All patients were managed in accordance with the declaration of Helsinki, and informed patient consent and institutional review board approval from the Royal Free Hospital Ethics committee were obtained for this study.
Histology and Immunohistochemistry
Sections from formalin-fixed, paraffin-embedded renal biopsies were stained for amyloid with Congo red and viewed under crossed polarized light.33 Immunohistochemical staining of the amyloid deposits was performed using monospecific antibodies reactive with SAA, kappa and lambda Ig light chains, and fibrinogen Aα-chain, as described previously.22 Fibrinogen staining was with a monoclonal sheep anti-human fibrinogen Aα-chain antibody (CA1023, Calbiochem). Wherever indicated, additional staining with a panel of antibodies against known amyloid fibril proteins was undertaken.
DNA Analysis
Genomic DNA was extracted from whole blood treated with EDTA as described previously.34 A 707-bp fragment of exon 5 of the fibrinogen Aα-chain gene (c.4445 to c.5152 GenBank accession no. NW_922217) was amplified by PCR and analyzed by automated sequencing. PCR was carried out with Ready-To-Go tubes (Amersham Pharmacia Biotech) with the use of solutions and cycling conditions that have been previously described.35 The PCR primers: 5′-GCTCTGTATCTGGTAGTACT-3′ (nucleotides 4445 to 4465) and 5′-ATCGGCTTCACTTCCGGC-3′ (nucleotides 5135 to 5152) were designed to amplify the portion of the fibrinogen Aα-chain gene that encodes the peptide fragment that has previously been identified as the fibril subunit in AFib.14 The PCR products were purified with a QIAquick PCR purification kit (Qiagen) according to the manufacturer's protocol and sequenced with the primer 5′-TGGGGCACATTTGAAGAG-3′ (4544 to 4561) and the Big Dye Terminator v3.1 Cycle Sequencing Kit (Applied Biosystems) following the procedures recommended by the manufacturer. The sequence of the fibrinogen Aα-chain gene was analyzed on the ABI 3100 Avant Genetic Analyzer.

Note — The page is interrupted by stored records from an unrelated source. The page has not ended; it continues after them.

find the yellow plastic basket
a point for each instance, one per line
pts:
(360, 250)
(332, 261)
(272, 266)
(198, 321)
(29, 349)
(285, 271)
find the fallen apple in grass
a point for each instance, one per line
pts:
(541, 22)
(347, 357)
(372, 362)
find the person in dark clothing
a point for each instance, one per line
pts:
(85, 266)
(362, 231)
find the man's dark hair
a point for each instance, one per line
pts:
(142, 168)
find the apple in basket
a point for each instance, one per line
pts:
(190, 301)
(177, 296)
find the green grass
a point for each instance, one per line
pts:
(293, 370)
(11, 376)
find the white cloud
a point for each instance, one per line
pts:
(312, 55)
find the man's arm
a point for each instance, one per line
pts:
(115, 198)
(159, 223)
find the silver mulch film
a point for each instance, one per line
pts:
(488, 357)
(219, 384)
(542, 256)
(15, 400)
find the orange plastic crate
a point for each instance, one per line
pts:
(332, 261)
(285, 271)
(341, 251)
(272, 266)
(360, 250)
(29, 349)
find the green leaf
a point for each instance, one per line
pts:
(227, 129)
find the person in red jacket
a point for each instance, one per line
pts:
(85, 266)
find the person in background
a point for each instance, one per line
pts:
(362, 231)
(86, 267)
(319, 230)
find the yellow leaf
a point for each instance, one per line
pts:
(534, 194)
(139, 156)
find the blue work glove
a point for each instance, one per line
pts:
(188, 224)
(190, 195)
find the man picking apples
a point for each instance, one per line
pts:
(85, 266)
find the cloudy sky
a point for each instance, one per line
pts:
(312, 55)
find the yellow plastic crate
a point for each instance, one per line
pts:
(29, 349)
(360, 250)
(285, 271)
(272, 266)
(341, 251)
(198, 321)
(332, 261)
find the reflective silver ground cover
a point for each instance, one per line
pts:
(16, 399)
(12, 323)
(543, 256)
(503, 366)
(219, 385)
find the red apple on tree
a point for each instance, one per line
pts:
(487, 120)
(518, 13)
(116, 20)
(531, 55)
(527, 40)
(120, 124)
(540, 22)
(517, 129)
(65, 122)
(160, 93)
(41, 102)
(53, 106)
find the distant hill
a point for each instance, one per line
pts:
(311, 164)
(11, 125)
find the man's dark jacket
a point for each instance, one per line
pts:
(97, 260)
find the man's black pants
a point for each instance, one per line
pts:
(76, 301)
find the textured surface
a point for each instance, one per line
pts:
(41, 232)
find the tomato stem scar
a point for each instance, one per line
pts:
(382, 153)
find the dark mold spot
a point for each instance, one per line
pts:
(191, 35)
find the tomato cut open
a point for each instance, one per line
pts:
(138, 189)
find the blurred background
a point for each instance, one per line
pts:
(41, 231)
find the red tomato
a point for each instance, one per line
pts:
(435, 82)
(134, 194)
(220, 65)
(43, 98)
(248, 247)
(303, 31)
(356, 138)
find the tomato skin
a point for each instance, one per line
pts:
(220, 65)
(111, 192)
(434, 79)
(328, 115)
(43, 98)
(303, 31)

Radiolabeled SAP Scintigraphy
Whole-body anterior and posterior scintigraphic imaging using an Elscint Superhelix gamma camera was undertaken 6 or 24 h after administration of 123I-labeled SAP, as described previously.36 The labeled SAP studies were interpreted by a single physician (P.N.H) with experience of over 5000 SAP scans.
Statistical Analysis
Patient survival, time from clinical presentation and diagnosis of amyloidosis to ESRD (renal replacement therapy) and survival on dialysis were estimated by Kaplan-Meier analyses. Rate of decline of renal function was analyzed in a subgroup of patients who had a creatinine clearance of more than 20 ml/min at baseline and was expressed in ml/min/yr.
DISCLOSURES
None.
Acknowledgments
We would like to acknowledge all of the physicians and surgeons who were involved in the clinical care of the patients reported in this study. In particular, we would like to acknowledge Dr. AJ Stangou, Dr. J O'Grady, and Professor N.D. Heaton from the Institute of Liver Studies, King's College Hospital, London, who managed the patients undergoing combined liver and kidney transplantation. We would like to thank Beth Jones for expert preparation of the manuscript. These data were presented at the 2008 British Renal Society/Renal Association meeting and will appear in abstract form.